Bradt, the world-record holder for tallest waterfall drop, invented a device called the “chastity belt” specifically for this trip. The belt is an auxillary locking system designed to hold kayakers in their boats under the extreme water pressures the team expected to encounter on the Inga Rapids.
The team also carried compressed oxygen cannisters for survival in extended submersion situations.
Sturges said veteran kayaker Fisher was forced to use his canister once on the expedition when he was pulled under water by an enormous whirlpool.
“He was under for a full minute,” Sturges said.
By the time the team was geared up and ready to hit the Inga Rapids, their ranks had increased. The full Inga descent team consisted of 11 people, including safety and support crews, a camera crew, a writer and photographer from National Geographic and a helicopter to monitor and document their plunge into the unknown.
“A big part of the mission was making sure we documented it as fluently as possible,” Sturges said.
Each kayaker had cameras mounted on their helmets and boats and a waterproof microphone on their life vests in order to capture every splashing and thrashing moment.
Though he has run some of the most difficult rivers in the world in over 30 countries, Sturges said running the Inga Rapids was like nothing he’s ever experienced.
“When you’re dealing with that much current and that much volume, you’re dealing with features that nobody’s ever seen before,” he said. “You occasionally encounter small whirlpools on some rivers, but these were 30 to 40 feet across.
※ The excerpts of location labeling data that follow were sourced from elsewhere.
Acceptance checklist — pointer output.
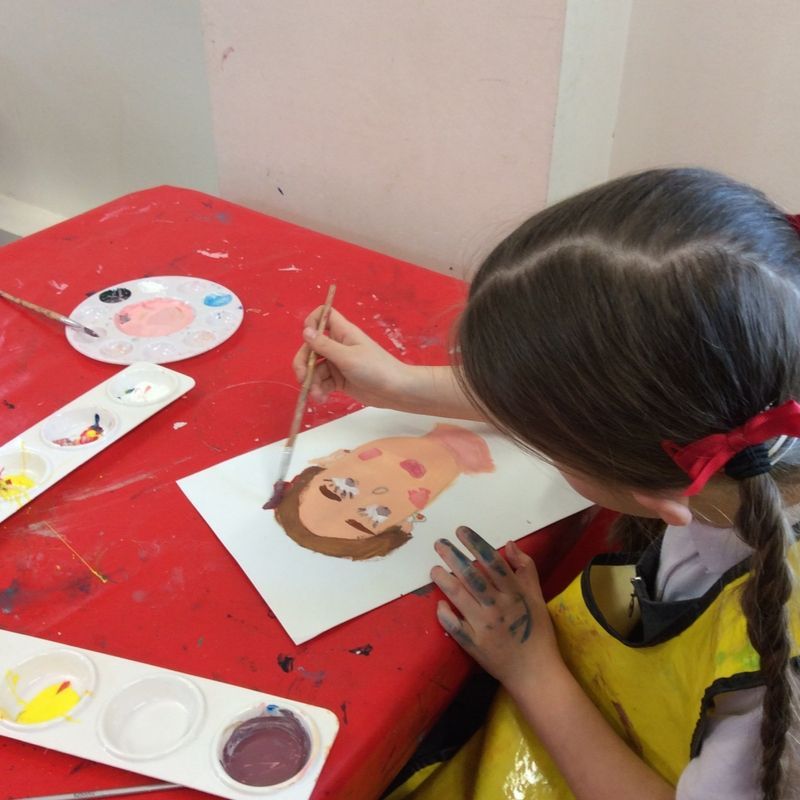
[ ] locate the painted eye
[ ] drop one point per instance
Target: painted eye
(375, 514)
(344, 487)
If you get sucked into those things you’re screwed. It’s just so unpredictable and random.”
But he didn’t escape the trip unscathed. Shortly after returning to the U.S., he realized he had contracted malaria. The malaria weakened his immune system, allowing a flesh-eating bacteria (which he also contracted in Congo) to take hold in a wound on his elbow, resulting in a week-long hospital stay.
“I’m pretty much recovered now,” he said.
Sturges is also an award-winning kayak filmmaker who usually produces films of his expeditions with his company River Roots Productions. However, the film from this trip will be produced and released by Fisher’s film company, Fish Munga Productions.
Baker will be providing graphic design for the film and Sturges will be assisting with the soundtrack, adding his experience as a hip-hop artist to the mix.
According to Sturges, the film should be completed by the end of March 2012.
“We’ll be going out and touring to promote the film when it’s done, and we’ll probably be doing a showing in Mount Shasta,” he said.